Friends smile when recalling Katie's fun side—like the time she jumped in a friend's pool with her street clothes on because she simply "wanted to go swimming." They also remember how much she loved attending dozens of Jimmy Buffet concerts. In an incredible coincidence, the Cubs held a "Margaritaville Night" celebrating the late Buffet at Wrigley Field the very same day that Katie passed away.
"She liked to have a good time," Rackow said. "She was always out to dinner, going to her Jimmy Buffet concerts, going to grab a glass of wine or a drink."
"She really knew how to enjoy life," Jones said. "She was just such a positive person and a grateful person to be around. You always walked away from a conversation with Katie thinking you could never get the last thank you in with her. She always would follow up. She had the last word in terms of gratitude. She was just a special person."
Rackow remembers when Katie would volunteer at the Bears' Back to School Fair at training camp in Bourbonnais.
"She had this amazing outlook," Rackow said. "She was so happy to sit and face-paint for six hours on a Saturday in July. So she would force you to look at things with a more positive outlook, which will be sorely missed."
Katie will be remembered by friends and family Monday at St. Raymond Church in Mount Prospect, with visitation at 10 a.m. followed by a funeral mass at 11 a.m.
A loving daughter, sister, aunt and friend, Katie was born June 21, 1960. One of eight siblings, she grew up in Mount Prospect. She attended Sacred Heart of Mary High School and Illinois State University. Katie is survived by her siblings, 12 nieces and nephews, one grandniece, one grandnephew and countless friends and relatives. Another survivor is her bird Norm, a 27-year-old cockatiel who is named after the iconic character played by George Wendt in the TV series "Cheers."
Norm has been permanently adopted by Bears director of security Pete Spizzirri, who had been caring for the bird since Katie was first hospitalized. Spizzirri describes Norm as a chatty bird who loves to eat popcorn and Cheese-Its.
"He's a character," Spizzirri said. "It's funny because she was genuinely the nicest human being I've ever met in my life with a bird that has more attitude than I can even tell you. You would never think that this bird and Katie were aligned. He's full of attitude. It's funny, but he's a character for sure. He's a talker. He chirps constantly. He sings a lot, and I think it's the Andy Griffith [TV theme] song on repeat. I'm almost 100% sure that's what he's singing, but that's his favorite song to sing."
Spizzirri, who has worked for the Bears since 2016, agreed to keep Norm because of what Katie meant to him and the entire organization.
"That's why I took the bird; because it was Katie," he said. "I just felt like it was a small imposition for somebody that has done so much for so many people here. For me, it was a no-brainer. She didn't have anybody to watch this bird. That bird was like her child. She had had it for 27 years. It was an easy decision."
While Katie wouldn't cross paths with Spizzirri every day, their friendship illustrates the type of impact she made throughout Halas Hall.
"That's the thing that makes her stand apart from everyone," Noonan said. "Everyone's busy or you tend to eat with the people in your department or you have your certain friends. But Katie made a point to be friendly with everyone."

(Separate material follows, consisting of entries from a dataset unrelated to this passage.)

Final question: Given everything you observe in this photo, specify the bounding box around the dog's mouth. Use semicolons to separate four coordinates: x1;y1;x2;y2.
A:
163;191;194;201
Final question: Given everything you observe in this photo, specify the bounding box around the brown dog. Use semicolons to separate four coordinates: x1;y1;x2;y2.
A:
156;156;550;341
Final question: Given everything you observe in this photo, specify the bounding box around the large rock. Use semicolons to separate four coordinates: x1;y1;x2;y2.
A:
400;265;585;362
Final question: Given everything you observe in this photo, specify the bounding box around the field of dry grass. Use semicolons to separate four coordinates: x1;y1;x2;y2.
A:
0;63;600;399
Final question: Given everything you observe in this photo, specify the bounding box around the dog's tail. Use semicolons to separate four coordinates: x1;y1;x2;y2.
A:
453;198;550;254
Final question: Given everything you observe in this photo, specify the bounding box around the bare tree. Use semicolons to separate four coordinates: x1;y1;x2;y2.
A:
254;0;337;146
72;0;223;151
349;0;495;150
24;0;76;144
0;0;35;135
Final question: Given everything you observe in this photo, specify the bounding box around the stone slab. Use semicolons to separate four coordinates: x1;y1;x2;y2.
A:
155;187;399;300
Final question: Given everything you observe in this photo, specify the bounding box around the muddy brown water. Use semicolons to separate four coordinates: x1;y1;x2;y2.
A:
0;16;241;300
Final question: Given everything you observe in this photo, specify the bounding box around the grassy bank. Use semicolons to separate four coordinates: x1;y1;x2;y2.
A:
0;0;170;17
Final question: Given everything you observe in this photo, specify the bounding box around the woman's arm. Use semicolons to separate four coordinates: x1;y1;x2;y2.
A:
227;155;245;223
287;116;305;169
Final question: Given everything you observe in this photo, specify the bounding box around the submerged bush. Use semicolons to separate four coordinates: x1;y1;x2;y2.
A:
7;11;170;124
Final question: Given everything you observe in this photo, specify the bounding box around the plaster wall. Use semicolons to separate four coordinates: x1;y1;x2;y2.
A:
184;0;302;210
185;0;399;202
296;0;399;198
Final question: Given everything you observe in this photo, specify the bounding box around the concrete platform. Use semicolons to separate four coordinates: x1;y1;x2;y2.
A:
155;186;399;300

A passage in Katie's obituary sums up why she was loved by so many. It reads: "Katie's ability to make you feel special was unmatched. Always thinking of others, Katie was the queen of sending cheer through the mail, baking you some goodies, or picking up the phone to chat. She had a strong faith and a giving heart. She loved to cheer on the Chicago Bears, share a good joke or clever story, and most of all, being with her family and friends. She had a beautiful knack of turning strangers into friends and a genuine interest in everyone she knew."
In other words, the nicest person I've ever known.